Hiding is a technique

LIN Yu-Ta, White, 2025 ©artist

Continuing this tension between presence and absence, LIN Yu-Ta’s painting White follows a similar line of inquiry. He uses nails instead of a pencil to reproduce a photograph from Fernand Deligny’s book. The specific image is not essential, and the scene itself is deliberately nondescript. By scratching the reflected light in the landscape, and repeating the act of copying multiple times, the surface seems to approach blankness. Yet on closer inspection it is not empty. Several streaks of light and reflection remain visible within the incisions. The artist’s method attempts to sustain this process of extension and gradual disappearance.

LIN Yu-Ta, Hocéan, 2025 ©Maison Ho_PUJU

Hocéan looks like a regular charcoal pencil, but actually extends this inquiry and folds back into LIN’s thinking about sketching.
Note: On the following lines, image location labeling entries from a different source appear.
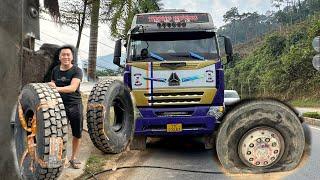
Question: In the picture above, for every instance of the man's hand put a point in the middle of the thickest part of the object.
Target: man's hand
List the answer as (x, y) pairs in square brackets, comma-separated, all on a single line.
[(52, 84)]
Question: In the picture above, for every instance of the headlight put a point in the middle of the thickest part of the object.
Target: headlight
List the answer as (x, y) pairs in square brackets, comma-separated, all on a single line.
[(137, 113), (216, 112)]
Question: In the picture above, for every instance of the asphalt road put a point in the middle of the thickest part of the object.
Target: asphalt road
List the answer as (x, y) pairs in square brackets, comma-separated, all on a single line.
[(189, 154)]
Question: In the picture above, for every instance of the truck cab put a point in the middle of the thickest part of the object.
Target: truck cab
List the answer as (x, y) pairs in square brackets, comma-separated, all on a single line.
[(175, 73)]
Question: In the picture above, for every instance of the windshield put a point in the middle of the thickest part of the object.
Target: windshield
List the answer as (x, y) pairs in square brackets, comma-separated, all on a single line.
[(173, 46), (231, 94)]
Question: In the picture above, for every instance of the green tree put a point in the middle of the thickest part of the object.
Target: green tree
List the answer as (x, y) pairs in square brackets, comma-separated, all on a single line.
[(75, 13), (121, 12)]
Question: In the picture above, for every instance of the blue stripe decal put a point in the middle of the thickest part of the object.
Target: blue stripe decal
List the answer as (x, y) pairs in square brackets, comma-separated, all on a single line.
[(151, 69)]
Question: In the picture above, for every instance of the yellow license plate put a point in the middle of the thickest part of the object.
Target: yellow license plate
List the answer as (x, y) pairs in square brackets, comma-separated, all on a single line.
[(174, 127)]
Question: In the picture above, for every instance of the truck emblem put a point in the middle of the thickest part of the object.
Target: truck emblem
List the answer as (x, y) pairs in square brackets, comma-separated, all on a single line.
[(174, 80), (137, 79)]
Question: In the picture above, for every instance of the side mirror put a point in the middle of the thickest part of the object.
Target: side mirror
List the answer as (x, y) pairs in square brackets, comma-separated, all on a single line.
[(228, 49), (117, 53)]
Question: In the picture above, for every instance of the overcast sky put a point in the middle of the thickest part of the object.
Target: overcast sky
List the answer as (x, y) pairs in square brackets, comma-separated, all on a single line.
[(51, 33)]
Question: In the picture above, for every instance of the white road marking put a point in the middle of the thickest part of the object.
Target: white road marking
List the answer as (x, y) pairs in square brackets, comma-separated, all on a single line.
[(314, 127)]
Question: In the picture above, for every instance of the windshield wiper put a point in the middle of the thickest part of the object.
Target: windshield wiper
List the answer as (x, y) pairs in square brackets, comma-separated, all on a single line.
[(195, 55), (156, 56)]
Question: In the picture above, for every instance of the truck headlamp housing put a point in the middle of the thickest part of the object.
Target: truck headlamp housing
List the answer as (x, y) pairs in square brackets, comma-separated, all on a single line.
[(216, 112)]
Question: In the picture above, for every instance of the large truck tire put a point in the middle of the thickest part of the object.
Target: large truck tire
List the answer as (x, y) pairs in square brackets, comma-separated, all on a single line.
[(260, 136), (110, 116), (51, 132)]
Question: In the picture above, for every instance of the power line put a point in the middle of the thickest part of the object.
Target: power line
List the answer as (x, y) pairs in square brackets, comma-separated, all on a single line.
[(86, 61), (87, 35)]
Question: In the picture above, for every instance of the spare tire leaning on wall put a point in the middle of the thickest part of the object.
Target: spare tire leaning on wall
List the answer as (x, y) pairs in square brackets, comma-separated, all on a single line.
[(40, 132), (110, 116)]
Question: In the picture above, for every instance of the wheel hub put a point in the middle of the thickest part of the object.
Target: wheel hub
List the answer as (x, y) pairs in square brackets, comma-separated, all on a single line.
[(261, 147)]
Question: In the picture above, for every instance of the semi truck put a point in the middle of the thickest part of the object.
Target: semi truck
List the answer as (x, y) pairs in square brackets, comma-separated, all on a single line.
[(173, 85)]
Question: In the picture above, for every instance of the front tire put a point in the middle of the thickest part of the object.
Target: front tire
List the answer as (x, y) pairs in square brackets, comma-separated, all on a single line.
[(110, 116)]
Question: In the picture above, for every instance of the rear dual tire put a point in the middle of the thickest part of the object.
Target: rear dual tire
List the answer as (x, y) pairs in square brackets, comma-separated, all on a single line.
[(260, 136)]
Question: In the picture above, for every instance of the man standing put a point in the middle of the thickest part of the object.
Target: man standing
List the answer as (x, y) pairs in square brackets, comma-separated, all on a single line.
[(66, 78)]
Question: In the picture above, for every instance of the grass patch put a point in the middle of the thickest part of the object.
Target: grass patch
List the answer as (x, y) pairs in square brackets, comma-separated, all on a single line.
[(315, 115), (94, 164), (306, 102)]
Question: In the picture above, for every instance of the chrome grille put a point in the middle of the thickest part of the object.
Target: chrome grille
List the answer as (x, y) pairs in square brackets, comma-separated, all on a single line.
[(175, 98)]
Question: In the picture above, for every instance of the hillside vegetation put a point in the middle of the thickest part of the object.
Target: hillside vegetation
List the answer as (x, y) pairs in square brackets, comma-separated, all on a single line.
[(279, 64)]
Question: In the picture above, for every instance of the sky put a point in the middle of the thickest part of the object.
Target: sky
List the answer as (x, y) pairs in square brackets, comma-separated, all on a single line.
[(56, 34)]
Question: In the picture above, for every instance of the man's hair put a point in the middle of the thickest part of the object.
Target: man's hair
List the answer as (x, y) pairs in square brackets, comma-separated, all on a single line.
[(73, 50), (67, 47)]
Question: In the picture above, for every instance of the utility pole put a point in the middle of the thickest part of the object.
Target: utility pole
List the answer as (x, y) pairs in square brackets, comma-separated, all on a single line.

He begins by trying to draw the reflection of the sea. Traditionally, reflection is suggested by leaving the paper untouched. But to him, reflection is not emptiness. Emptiness is absence. Reflection is material, present, only slipping past the eye. As he continues to work, a taste of salt suddenly rises in his mouth. The sensation redirects the drawing. He decides that salt itself can stand in for reflection. He grinds black salt into the charcoal and threads the surface. When viewers lean in, light catches on the salt embedded in the marks. The pencil carries not only an image but a sensation. The granular shimmer, and even the imagined taste, edge closer to the unstable surface of the sea’s reflection.

LIN Yu-Ta, At a Lost, 2014 ©artist

The final work, At a Loss, began in 2014. Ten years ago, LIN collected fallen leaves and twigs along the roadside, securing them in a sketchbook with breathable tape. When the sketchbook was reopened years later, the twigs had long since crumbled into powder, leaving only traces, fragments, and residue. The leaves and branches had lost their volume; only their silhouettes remained, a complete absence.

He mounted the tape on the gallery wall like shrouds, presenting the skins of roadside twigs and leaves.  The body of the leaves seems to vanish, leaving only the compressed surface. Yet the textures of the skins, and the very absence they reveal, summon the presence of the original natural forms. In this way, the work responds to the exhibition’s notion of the “interval”: the creative act itself occupies a transition, while the work’s presentation makes this transition visible to the audience. Viewers seem to sketch alongside the artist, attempting to locate remnants. Even as they confront what resembles corporeal remains, the objects still convey a state of in-between, a suspended interval.

Through repeated acts of creation, CHUANG Hsin-Yi and LIN Yu-Ta continue to explore, beyond language, what an interval truly is. When absence occurs, the work assumes another form of presence in the gallery, one that flickers with reflected light, daylight, airflow, and subtle temperature changes – constantly shifting. Absence thus becomes a response: a presence more fluid, less fixed, and more ephemeral than a monument.